It wasn’t much of a surprise, after more than a year of heated anti-Muslim rhetoric, that the 10th anniversary of 9/11 brought out some of the worst in American bigotry.
It wasn’t much of a surprise, after more than a year of heated anti-Muslim rhetoric, that the 10th anniversary of 9/11 brought out some of the worst in American bigotry. Apparent hate crimes linked to the event were reported in North Carolina, New York, Texas and California.
Hate crimes directed at Muslims and Arabs shot up by more than 1,600% immediately after Al Qaeda’s attacks on Sept. 11, 2001, killed nearly 3,000 Americans in New York, Washington, D.C., and Pennsylvania. Between three and eight persons were murdered — the number remains in dispute — in hate killings in the aftermath of the attacks, several of them Sikhs apparently mistaken for Muslims. But anti-Muslim hate crimes dropped by almost two-thirds in 2002, in large part because President George W. Bush repeatedly emphasized that Muslims and Arabs were not the enemy. Anti-Muslim hate crimes continued to diminish, to about one-fifth the 2001 level, until 2009, the latest year for which national hate crimes statistics are available.
In the last year, however, propaganda from activists and politicians has vilified Muslims. More than a dozen states have taken up proposals to pass laws against the imposition of Islamic Shariah law — laws that are completely unnecessary, given that the Constitution prohibits using foreign law, but that have had the effect of ginning up anger against Muslims.
Some of the recent hate attacks include:
On Sept. 7, unknown arsonists set fire to a rural grocery store in Clay County, N.C., that reportedly was owned by a Sikh family.

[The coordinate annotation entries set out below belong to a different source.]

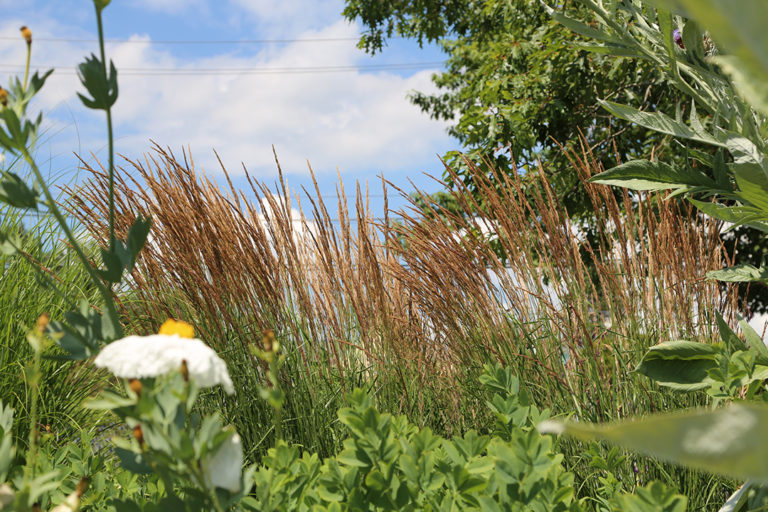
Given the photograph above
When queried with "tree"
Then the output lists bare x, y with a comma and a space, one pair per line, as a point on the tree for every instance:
516, 85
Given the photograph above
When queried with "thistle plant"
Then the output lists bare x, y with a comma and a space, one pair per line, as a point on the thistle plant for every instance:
726, 177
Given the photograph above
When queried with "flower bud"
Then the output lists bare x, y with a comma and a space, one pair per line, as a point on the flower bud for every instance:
26, 34
135, 385
42, 322
269, 341
7, 495
138, 435
184, 370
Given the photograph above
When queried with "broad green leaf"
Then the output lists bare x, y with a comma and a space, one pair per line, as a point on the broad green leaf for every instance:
656, 496
753, 184
755, 342
741, 273
740, 32
647, 175
732, 441
102, 87
579, 27
737, 500
728, 336
659, 122
749, 86
681, 365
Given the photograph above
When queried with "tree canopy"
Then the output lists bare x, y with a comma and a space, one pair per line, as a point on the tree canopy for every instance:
518, 83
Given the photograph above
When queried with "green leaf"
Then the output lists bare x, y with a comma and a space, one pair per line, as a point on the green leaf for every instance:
755, 342
579, 27
655, 496
101, 4
102, 88
681, 365
729, 441
753, 184
740, 32
737, 215
729, 337
9, 243
647, 175
741, 273
132, 461
659, 122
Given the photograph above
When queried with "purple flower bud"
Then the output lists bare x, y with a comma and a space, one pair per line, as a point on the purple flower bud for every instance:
678, 37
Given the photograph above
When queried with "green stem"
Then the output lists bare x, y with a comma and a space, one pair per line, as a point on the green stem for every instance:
104, 291
26, 68
273, 377
199, 474
111, 168
34, 381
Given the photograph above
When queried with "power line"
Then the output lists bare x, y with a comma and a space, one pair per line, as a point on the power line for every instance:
247, 71
189, 41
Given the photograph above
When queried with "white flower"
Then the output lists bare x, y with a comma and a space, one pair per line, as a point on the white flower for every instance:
223, 469
149, 356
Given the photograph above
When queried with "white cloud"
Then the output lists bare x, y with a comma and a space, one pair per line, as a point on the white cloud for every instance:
171, 6
290, 16
352, 120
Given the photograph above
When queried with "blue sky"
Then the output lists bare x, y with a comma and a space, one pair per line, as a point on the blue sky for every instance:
356, 119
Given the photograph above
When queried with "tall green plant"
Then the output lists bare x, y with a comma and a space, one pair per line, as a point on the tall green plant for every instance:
722, 72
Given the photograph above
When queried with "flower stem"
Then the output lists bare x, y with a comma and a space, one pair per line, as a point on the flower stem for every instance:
110, 137
26, 68
104, 291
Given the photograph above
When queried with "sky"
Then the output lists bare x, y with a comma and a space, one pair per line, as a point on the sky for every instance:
237, 77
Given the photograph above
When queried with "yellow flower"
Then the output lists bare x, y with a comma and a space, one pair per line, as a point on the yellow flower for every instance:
180, 328
27, 34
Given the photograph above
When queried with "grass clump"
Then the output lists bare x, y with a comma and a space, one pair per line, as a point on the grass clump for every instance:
411, 311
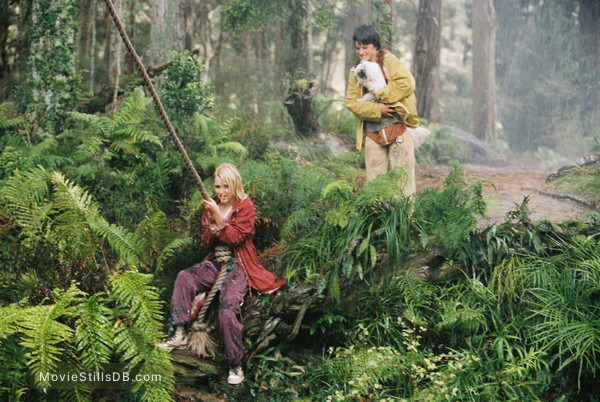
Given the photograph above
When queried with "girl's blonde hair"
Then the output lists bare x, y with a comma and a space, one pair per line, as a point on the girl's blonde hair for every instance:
229, 174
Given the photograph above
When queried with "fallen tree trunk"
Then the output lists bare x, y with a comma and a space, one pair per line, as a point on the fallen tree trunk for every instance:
286, 310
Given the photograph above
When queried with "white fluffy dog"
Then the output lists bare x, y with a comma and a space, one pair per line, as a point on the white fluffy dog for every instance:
369, 74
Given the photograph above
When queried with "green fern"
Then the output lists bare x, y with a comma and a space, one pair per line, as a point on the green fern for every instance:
24, 196
93, 335
124, 244
170, 249
71, 197
137, 330
45, 337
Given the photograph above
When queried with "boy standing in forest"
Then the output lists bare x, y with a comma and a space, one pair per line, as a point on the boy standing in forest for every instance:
393, 111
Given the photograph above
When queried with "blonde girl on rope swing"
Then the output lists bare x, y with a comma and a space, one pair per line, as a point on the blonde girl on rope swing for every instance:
227, 220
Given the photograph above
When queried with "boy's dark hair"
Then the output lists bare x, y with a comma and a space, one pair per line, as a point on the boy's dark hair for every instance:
367, 35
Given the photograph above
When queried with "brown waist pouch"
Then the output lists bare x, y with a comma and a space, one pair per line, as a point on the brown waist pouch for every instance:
387, 135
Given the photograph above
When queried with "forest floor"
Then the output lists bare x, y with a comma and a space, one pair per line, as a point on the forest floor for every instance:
505, 187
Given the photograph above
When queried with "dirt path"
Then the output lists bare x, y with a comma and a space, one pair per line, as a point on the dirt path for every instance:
508, 185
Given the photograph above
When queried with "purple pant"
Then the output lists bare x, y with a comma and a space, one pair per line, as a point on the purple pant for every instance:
200, 278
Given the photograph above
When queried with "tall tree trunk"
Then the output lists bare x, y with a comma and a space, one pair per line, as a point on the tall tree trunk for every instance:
302, 88
589, 28
167, 32
427, 55
5, 22
129, 65
484, 70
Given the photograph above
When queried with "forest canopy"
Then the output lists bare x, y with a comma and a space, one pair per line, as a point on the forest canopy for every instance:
403, 298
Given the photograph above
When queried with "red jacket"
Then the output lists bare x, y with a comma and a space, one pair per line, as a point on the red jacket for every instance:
237, 232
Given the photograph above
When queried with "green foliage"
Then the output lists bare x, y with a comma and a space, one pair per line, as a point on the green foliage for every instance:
137, 330
44, 335
184, 92
447, 218
78, 334
563, 291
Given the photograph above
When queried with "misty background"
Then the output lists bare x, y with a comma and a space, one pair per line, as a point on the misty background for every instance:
543, 95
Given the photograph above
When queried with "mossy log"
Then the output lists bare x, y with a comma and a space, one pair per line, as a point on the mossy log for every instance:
268, 320
273, 319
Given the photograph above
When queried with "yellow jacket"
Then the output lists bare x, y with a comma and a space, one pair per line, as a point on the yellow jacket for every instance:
399, 93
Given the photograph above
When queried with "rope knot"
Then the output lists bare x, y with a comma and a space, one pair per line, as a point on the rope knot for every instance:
222, 254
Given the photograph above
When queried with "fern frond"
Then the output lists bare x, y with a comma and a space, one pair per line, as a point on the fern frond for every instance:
131, 290
24, 196
44, 335
70, 196
337, 191
104, 124
170, 249
133, 108
93, 335
9, 317
138, 331
235, 148
123, 243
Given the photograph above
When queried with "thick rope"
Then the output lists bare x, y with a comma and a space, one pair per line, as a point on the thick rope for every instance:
150, 86
223, 256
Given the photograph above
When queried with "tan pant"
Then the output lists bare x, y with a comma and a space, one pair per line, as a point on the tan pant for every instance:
379, 160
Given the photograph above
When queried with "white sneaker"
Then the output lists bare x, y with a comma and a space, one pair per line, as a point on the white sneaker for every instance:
236, 375
177, 341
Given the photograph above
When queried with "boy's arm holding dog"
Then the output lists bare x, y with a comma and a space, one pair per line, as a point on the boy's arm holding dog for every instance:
365, 111
400, 84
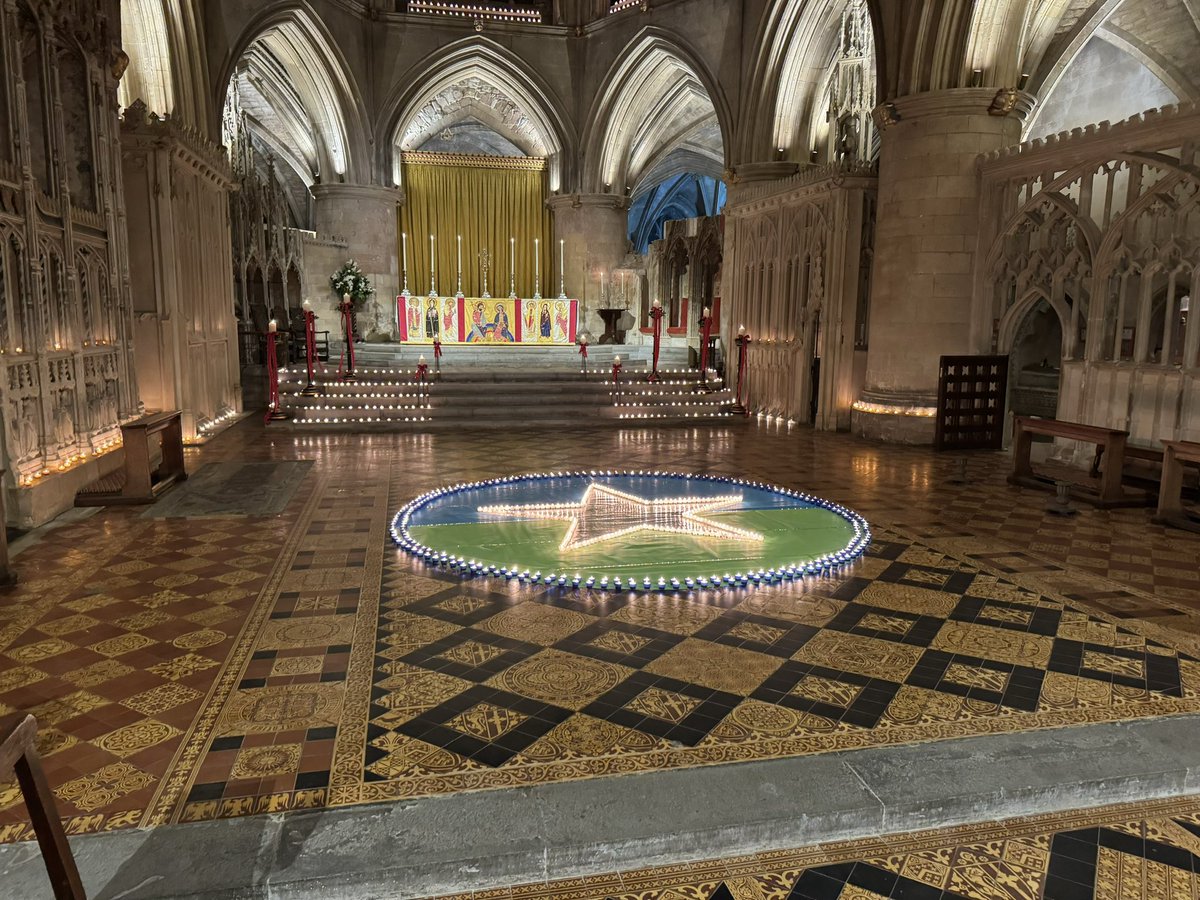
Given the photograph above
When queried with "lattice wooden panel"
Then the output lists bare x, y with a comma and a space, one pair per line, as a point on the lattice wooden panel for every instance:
971, 393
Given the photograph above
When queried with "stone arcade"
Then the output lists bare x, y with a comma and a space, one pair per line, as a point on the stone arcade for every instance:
675, 523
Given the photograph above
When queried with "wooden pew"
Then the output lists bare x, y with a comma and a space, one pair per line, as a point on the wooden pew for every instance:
1170, 490
137, 483
18, 756
1110, 442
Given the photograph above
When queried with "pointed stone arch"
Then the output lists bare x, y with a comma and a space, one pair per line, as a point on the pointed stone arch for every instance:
309, 89
658, 97
478, 77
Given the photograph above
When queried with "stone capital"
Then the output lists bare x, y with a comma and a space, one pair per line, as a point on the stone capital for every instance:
358, 193
955, 101
593, 201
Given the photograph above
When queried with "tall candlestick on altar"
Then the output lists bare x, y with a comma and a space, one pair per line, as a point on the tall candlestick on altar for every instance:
403, 258
433, 288
562, 274
537, 267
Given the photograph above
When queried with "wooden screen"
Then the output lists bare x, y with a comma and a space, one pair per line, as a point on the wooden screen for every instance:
971, 393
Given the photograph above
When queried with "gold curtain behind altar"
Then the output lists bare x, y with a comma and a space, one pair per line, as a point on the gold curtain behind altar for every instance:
487, 201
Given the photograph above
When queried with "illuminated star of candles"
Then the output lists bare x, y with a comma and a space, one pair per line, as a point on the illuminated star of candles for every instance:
604, 514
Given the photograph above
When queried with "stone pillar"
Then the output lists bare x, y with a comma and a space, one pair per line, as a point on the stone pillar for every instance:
925, 241
365, 217
595, 228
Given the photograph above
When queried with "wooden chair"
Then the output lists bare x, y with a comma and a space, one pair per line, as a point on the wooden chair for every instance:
18, 756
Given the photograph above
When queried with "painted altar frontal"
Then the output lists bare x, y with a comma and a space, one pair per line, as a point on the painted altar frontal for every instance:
503, 322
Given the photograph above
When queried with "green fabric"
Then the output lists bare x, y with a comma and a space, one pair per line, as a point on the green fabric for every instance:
791, 535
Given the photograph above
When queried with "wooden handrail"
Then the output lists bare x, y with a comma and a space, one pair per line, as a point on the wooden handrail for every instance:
18, 755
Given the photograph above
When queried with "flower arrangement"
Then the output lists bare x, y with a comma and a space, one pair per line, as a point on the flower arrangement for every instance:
351, 280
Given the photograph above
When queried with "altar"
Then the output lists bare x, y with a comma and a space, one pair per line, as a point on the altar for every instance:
487, 321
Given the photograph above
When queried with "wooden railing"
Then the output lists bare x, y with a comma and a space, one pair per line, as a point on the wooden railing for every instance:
18, 756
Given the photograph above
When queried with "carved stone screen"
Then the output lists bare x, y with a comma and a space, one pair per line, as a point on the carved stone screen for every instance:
971, 402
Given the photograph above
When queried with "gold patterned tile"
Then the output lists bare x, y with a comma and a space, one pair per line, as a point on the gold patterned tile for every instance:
135, 738
288, 666
1115, 665
537, 623
563, 679
725, 669
892, 624
669, 706
1001, 645
306, 631
486, 721
827, 690
977, 677
870, 657
123, 645
102, 787
619, 642
675, 615
756, 631
907, 598
161, 699
275, 708
472, 653
267, 761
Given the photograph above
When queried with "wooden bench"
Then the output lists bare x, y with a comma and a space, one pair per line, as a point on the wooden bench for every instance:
137, 483
1170, 490
18, 756
1111, 443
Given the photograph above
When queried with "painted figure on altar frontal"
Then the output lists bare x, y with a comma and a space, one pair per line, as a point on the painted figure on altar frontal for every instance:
478, 328
431, 319
561, 322
501, 331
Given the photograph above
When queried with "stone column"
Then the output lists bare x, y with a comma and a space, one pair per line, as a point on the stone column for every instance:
595, 228
365, 217
925, 239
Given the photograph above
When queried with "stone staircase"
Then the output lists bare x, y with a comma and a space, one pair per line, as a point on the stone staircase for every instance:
544, 389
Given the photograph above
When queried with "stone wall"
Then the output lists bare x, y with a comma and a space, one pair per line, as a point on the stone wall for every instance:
66, 373
1102, 225
797, 276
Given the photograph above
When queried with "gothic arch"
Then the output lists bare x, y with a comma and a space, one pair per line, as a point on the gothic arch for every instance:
167, 65
657, 97
1015, 316
795, 40
429, 88
300, 65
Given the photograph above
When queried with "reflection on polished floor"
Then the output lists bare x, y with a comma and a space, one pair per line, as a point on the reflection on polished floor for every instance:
220, 661
1132, 852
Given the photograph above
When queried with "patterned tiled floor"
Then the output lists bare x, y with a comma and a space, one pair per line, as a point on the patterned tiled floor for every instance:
1139, 852
211, 665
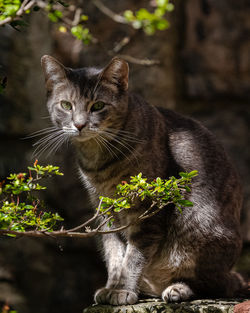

Left behind was spray-painted graffiti, “911 Go Home.” Authorities were investigating the arson attack as an apparent hate crime.
On Sept. 10, a Muslim imam in Bronx, N.Y., received a partially burned Koran at his mosque. The package also contained cartoons suggesting anti-Muslim hatred, according to reports.
On the anniversary itself, a Muslim man went to a Houston bar called Petrol Station and ordered a hamburger to go. When he was given the to-go box, said Tarek Ghalayani, “Happy September 11th” was written on it, with the 11 formed by a drawing of the World Trade Center towers. Ghalayani said he and a friend were called “a-------” by a bartender, who was reportedly later fired.
On Sept. 14, arsonists hit a dry cleaning business in Orangevale, Calif., leaving behind a scrawled swastika and the words “f--- Arab.” The owners, Arab Christians, suffered some $60,000 in damage to their business. The FBI was investigating the attack as a hate crime.
Also in California, police in Elk Grove still have made no arrests in the double murder of two elderly Sikh men in March. Both men, shot while walking down the street, were wearing traditional Sikh turbans, which have caused some Americans to mistake Sikhs for Muslims.